But she also said, “I want Europe to realize what is happening here. European leaders are looking the other way, trying to minimize the risk of migratory flows…. I told [the refugees]: I have compassion for you, I also have a heart, but Europe does not have the capacity to receive you. We do not have the financial means to do so anymore."
'This is not a break in the dike' for Merkel's party
If the French vote tracks a slow shift in the national electorate toward middle-class conservatism, the German vote appears to be shaped more by immediate dynamics: the leaking Japan reactors, the recent resignation of Merkel’s ostensible successor, Defense Minister Karl-Theodor zu Guttenberg who was caught for plagiarizing his doctoral thesis, and Germany’s abstention at the United Nations on the intervention in Libya. Also contributing is the unpopular project “Stuttgart 21” – a megatrain station complex seen locally as foisted on the city by the federal government.
Yet while the strong showing by the Greens brought a shudder in the ranks of Merkel's CDU it is not yet seen as threatening the CDU’s current governing coalition or seriously damaging Merkel’s leadership.

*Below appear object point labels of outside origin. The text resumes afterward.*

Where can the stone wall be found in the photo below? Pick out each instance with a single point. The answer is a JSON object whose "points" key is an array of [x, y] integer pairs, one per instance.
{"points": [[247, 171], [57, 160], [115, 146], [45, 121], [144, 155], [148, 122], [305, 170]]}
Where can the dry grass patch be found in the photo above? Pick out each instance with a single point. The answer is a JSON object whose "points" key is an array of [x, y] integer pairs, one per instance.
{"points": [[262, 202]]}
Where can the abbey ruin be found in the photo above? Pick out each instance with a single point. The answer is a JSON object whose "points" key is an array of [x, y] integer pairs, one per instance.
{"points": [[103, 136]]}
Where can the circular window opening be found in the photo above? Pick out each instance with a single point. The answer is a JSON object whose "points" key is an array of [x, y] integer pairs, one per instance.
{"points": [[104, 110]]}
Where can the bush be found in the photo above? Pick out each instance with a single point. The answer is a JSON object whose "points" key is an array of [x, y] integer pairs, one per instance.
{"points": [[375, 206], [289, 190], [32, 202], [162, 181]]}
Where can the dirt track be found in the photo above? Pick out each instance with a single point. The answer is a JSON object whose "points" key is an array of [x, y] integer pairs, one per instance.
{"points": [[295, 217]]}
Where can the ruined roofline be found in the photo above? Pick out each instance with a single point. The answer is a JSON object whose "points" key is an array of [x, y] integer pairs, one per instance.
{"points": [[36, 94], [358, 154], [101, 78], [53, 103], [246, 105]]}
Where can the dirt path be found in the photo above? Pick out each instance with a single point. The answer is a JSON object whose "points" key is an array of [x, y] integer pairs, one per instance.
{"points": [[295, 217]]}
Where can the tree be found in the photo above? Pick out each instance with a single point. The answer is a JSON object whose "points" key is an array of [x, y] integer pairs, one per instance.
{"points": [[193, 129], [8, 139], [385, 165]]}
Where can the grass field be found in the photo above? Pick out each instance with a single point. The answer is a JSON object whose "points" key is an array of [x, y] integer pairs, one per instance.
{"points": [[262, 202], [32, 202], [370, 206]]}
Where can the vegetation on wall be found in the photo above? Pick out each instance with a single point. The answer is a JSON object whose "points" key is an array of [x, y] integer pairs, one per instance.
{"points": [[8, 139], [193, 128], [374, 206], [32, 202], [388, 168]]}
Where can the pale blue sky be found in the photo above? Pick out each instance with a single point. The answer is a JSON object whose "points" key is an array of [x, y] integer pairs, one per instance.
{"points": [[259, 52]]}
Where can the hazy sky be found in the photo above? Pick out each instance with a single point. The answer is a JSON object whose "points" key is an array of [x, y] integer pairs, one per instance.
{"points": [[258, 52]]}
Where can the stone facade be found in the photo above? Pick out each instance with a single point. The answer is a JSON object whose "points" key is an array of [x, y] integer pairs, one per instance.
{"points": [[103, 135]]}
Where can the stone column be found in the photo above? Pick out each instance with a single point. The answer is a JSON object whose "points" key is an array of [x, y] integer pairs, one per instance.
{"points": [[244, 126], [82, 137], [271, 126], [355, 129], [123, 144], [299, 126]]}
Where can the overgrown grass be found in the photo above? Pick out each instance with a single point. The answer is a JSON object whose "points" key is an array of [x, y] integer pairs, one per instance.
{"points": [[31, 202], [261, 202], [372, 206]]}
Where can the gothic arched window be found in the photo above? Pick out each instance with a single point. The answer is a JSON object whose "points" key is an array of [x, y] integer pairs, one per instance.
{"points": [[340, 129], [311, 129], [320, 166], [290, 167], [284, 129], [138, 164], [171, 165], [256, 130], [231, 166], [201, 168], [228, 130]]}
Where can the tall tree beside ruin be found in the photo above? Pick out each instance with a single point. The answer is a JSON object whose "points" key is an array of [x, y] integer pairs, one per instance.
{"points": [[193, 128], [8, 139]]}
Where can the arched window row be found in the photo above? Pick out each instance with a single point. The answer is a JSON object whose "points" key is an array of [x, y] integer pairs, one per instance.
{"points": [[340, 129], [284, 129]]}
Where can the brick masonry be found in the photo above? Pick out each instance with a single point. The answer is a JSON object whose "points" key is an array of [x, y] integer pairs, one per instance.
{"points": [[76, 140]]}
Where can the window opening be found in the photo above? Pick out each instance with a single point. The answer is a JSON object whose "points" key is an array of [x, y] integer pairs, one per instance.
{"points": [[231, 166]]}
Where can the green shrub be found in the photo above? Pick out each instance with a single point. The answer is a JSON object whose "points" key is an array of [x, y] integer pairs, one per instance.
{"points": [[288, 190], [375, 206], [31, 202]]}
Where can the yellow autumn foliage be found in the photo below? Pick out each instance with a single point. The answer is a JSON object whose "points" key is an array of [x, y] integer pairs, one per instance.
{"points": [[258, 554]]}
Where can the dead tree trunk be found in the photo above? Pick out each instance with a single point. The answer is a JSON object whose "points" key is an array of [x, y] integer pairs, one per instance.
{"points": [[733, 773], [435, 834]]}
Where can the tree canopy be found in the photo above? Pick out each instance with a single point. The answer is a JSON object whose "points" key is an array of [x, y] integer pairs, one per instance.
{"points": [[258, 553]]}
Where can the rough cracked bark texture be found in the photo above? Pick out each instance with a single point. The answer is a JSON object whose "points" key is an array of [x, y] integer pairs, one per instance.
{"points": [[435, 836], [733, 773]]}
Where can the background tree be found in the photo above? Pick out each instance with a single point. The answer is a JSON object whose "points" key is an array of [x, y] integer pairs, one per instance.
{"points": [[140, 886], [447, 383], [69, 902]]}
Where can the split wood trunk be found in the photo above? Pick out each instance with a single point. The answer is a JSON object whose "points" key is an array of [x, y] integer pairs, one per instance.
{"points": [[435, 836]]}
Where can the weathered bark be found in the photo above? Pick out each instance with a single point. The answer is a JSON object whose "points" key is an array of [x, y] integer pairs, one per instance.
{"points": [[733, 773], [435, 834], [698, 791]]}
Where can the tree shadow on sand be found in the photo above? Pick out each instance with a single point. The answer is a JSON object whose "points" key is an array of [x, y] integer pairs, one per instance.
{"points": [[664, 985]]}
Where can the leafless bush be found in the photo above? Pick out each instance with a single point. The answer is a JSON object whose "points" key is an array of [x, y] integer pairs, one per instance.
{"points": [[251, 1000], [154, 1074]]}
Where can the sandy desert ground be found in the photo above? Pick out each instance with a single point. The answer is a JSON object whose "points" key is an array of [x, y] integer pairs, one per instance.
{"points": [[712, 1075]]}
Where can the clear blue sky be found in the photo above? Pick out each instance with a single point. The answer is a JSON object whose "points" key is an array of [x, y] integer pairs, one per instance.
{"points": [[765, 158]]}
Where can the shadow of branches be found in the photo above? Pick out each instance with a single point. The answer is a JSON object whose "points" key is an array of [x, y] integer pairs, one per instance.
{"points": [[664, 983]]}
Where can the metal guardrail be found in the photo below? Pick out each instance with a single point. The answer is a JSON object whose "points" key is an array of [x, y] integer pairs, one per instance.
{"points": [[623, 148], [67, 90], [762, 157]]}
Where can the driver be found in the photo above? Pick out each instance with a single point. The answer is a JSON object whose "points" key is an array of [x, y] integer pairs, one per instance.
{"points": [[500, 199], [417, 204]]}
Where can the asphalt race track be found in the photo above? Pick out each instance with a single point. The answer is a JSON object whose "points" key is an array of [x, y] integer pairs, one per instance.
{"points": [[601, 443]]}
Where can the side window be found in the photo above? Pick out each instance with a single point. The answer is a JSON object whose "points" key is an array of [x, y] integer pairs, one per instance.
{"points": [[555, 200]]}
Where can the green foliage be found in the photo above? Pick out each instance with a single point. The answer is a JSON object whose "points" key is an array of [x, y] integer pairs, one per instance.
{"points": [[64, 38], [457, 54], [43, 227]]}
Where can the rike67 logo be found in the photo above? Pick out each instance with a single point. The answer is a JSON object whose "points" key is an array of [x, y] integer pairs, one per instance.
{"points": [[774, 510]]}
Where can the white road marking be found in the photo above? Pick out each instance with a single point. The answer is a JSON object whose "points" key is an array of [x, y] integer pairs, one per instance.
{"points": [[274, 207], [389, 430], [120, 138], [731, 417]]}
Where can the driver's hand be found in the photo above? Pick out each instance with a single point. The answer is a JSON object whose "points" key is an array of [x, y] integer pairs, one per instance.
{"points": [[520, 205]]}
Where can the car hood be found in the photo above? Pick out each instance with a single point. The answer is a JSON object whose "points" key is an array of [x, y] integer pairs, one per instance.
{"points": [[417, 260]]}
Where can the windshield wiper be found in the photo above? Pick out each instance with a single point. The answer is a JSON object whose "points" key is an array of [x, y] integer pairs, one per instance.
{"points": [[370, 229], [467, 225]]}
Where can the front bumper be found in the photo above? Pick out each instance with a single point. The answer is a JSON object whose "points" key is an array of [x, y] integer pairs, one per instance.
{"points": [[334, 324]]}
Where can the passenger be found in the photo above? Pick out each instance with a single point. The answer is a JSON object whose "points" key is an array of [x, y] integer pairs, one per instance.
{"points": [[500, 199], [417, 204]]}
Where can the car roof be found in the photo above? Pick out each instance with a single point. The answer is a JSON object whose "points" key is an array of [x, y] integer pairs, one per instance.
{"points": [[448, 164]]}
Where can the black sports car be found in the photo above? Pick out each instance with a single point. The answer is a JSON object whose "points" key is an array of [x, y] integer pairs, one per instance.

“It’s a historical defeat but Germany retains a leading economy that is reducing unemployment, and let's not forget that the CDU also scored an astonishing 40 percent in Baden-Württemberg. This is not a break in the dike,” says Ulrike Guérot of the European Council of Foreign Relations. “The best thing the Greens projected is modesty. In the case of nuclear power, if you shut it down, then you need to replace 25 percent of Germany’s power grid, quickly.”